Midmorning, when at last Dr. Rathburn stopped by to check on him, Bryce rattled off a list of complaints about the hospital. He expected Doc Rathburn to poke fun at him for his grumpiness, because that was the physician’s style. But Bryce also anticipated that Doc would have the sheets changed, ice in the carafe, medications provided, dirty dishes removed, and a good paperback delivered in mere minutes, because he was efficient and he got things done.
Instead, Doc listened to the complaints with what seemed to be impatience, and he said only that a number of the staff were out sick with an early flu, everyone was overworked, and that he would do what he could to make things right. To Bryce Walker, the physician sounded indifferent, and his promise of action seemed not only weak but also… insincere.
When Doc Rathburn referred again to the further evaluation he had mentioned the previous evening, he said the tests would have to be rescheduled to late afternoon because of the toll flu had taken on the staff. When asked what tests were needed, Doc spoke of “standard diagnostic procedures,” checked his watch, pleaded a tight schedule, asked for patience, and left the room.
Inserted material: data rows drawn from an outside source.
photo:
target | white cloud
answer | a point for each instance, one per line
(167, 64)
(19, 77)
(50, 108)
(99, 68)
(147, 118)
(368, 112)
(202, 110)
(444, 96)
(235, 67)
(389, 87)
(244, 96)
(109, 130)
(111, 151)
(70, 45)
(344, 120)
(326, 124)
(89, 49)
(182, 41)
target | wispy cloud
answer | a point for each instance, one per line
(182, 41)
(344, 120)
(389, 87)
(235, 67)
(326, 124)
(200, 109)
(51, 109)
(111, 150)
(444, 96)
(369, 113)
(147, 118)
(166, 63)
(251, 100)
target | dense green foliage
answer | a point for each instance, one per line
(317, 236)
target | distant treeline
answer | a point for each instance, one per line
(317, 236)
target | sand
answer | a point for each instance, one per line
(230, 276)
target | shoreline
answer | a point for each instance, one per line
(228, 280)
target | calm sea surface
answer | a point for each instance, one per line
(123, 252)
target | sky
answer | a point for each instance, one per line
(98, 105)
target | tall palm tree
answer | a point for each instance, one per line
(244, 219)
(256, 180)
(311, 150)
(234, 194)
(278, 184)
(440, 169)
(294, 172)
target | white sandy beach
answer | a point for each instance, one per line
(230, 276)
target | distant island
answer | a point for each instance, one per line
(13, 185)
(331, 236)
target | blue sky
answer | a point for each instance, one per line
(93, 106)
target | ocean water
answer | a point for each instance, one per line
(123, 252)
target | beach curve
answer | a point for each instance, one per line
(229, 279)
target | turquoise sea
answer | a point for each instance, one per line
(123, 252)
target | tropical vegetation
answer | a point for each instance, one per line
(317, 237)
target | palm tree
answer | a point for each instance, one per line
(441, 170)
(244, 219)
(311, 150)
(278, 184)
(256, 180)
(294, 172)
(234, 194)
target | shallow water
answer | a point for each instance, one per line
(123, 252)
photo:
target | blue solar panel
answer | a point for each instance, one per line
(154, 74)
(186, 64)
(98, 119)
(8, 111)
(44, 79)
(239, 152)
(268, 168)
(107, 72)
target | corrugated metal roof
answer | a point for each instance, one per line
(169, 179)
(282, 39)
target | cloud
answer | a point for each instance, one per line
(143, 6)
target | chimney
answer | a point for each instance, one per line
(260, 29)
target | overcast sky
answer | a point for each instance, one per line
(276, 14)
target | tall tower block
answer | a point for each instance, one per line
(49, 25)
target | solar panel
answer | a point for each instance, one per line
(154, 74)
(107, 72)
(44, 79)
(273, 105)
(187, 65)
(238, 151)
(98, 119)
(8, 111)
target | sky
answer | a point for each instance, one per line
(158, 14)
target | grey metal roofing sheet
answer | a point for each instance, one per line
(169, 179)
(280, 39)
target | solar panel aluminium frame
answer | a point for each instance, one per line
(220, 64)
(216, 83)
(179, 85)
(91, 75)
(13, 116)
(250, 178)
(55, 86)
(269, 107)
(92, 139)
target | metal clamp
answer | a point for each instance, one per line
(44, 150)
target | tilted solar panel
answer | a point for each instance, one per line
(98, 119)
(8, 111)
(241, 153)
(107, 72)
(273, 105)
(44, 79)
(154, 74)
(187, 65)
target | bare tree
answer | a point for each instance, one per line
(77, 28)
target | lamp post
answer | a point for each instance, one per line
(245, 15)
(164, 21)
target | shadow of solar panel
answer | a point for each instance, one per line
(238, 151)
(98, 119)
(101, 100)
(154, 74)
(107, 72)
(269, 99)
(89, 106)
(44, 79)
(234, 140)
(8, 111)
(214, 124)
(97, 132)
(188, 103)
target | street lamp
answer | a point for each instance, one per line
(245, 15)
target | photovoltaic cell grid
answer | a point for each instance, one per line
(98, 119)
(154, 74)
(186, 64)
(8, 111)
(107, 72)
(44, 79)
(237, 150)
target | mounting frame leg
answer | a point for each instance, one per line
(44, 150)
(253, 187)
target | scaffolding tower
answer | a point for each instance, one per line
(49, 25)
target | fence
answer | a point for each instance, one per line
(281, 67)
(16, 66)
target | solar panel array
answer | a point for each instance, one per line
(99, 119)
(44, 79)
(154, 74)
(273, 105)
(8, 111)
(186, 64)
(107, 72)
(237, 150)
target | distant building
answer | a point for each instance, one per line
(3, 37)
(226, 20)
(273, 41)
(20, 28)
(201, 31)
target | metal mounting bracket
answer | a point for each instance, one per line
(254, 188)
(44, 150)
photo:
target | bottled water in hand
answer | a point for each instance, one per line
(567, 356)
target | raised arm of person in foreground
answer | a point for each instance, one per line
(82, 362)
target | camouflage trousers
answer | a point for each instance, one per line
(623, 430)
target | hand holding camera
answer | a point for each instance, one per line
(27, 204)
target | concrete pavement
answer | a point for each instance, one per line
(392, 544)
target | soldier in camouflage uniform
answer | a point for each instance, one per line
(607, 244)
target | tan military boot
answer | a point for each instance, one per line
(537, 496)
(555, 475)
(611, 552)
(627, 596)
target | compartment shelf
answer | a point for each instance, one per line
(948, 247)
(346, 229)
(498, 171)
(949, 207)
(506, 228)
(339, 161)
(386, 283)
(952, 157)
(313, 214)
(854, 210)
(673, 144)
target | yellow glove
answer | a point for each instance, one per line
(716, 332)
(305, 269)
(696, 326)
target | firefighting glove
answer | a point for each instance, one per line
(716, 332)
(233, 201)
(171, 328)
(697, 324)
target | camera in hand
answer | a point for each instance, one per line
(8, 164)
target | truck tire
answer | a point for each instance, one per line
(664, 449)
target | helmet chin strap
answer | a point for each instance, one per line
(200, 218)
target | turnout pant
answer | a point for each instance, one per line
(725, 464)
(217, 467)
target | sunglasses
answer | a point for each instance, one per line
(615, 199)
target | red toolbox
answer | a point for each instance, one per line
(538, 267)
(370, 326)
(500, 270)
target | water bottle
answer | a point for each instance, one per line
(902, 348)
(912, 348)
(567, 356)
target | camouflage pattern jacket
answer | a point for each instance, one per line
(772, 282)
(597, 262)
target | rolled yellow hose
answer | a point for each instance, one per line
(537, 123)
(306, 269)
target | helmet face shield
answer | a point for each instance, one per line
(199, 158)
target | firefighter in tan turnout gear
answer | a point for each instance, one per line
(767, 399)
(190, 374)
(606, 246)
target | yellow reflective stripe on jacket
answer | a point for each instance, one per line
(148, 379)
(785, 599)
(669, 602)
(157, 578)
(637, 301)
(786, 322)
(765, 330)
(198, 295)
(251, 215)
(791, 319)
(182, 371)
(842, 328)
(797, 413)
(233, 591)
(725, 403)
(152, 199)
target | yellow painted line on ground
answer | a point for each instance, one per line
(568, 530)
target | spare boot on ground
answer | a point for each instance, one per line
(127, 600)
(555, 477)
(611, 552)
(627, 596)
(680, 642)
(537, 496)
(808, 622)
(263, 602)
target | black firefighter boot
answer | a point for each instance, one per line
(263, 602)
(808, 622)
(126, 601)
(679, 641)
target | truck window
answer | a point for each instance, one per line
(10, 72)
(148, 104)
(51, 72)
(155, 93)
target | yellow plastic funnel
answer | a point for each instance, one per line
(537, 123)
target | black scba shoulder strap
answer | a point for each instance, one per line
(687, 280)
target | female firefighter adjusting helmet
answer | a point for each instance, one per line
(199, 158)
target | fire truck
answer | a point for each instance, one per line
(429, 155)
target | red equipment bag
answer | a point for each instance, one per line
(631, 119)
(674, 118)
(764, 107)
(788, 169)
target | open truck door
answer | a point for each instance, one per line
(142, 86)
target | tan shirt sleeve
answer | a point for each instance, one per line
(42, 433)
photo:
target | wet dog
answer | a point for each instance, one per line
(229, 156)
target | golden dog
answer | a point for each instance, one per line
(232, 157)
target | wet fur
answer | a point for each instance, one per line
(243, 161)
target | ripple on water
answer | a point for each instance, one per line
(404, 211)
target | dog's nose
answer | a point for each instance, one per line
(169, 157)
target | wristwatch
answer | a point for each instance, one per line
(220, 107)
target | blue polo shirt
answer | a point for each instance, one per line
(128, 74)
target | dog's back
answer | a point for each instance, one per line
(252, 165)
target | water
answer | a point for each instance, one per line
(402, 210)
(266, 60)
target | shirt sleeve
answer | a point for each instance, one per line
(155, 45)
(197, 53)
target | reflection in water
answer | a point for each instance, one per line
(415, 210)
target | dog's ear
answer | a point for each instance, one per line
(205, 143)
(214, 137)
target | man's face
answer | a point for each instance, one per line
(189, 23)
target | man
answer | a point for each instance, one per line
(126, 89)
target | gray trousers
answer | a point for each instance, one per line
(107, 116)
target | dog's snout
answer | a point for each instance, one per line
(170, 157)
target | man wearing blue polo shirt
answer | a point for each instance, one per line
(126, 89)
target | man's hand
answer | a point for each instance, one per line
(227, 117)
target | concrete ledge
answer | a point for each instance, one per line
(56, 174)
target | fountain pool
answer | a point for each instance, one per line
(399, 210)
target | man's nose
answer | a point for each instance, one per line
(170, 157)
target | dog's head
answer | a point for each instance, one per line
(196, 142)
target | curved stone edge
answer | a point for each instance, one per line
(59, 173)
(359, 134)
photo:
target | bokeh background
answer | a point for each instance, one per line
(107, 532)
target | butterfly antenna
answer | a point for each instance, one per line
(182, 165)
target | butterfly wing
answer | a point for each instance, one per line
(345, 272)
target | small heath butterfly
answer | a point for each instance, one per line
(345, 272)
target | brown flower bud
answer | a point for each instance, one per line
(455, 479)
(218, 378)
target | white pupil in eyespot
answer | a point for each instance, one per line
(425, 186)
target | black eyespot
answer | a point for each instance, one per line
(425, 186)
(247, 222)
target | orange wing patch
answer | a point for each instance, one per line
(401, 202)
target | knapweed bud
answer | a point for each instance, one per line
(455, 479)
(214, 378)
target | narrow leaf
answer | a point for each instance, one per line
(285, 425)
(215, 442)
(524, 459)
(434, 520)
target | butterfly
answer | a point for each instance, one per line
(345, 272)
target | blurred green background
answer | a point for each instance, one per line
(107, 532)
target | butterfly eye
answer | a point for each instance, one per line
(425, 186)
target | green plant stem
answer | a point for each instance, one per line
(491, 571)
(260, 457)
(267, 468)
He exhibited none of his trademark sense of humor. Usually he explained the reasons a test was needed and gave specific details of the procedure, but this time he was vague and almost… evasive. His singular bedside manner, which so comforted his patients, was nothing like it had been before. If the physician had not been brusque, he had been at least uncharacteristically abrupt. Although it made Bryce Walker uneasy to think such a thing of Joel Rathburn, the man had almost seemed to regard his patient with barely concealed contempt.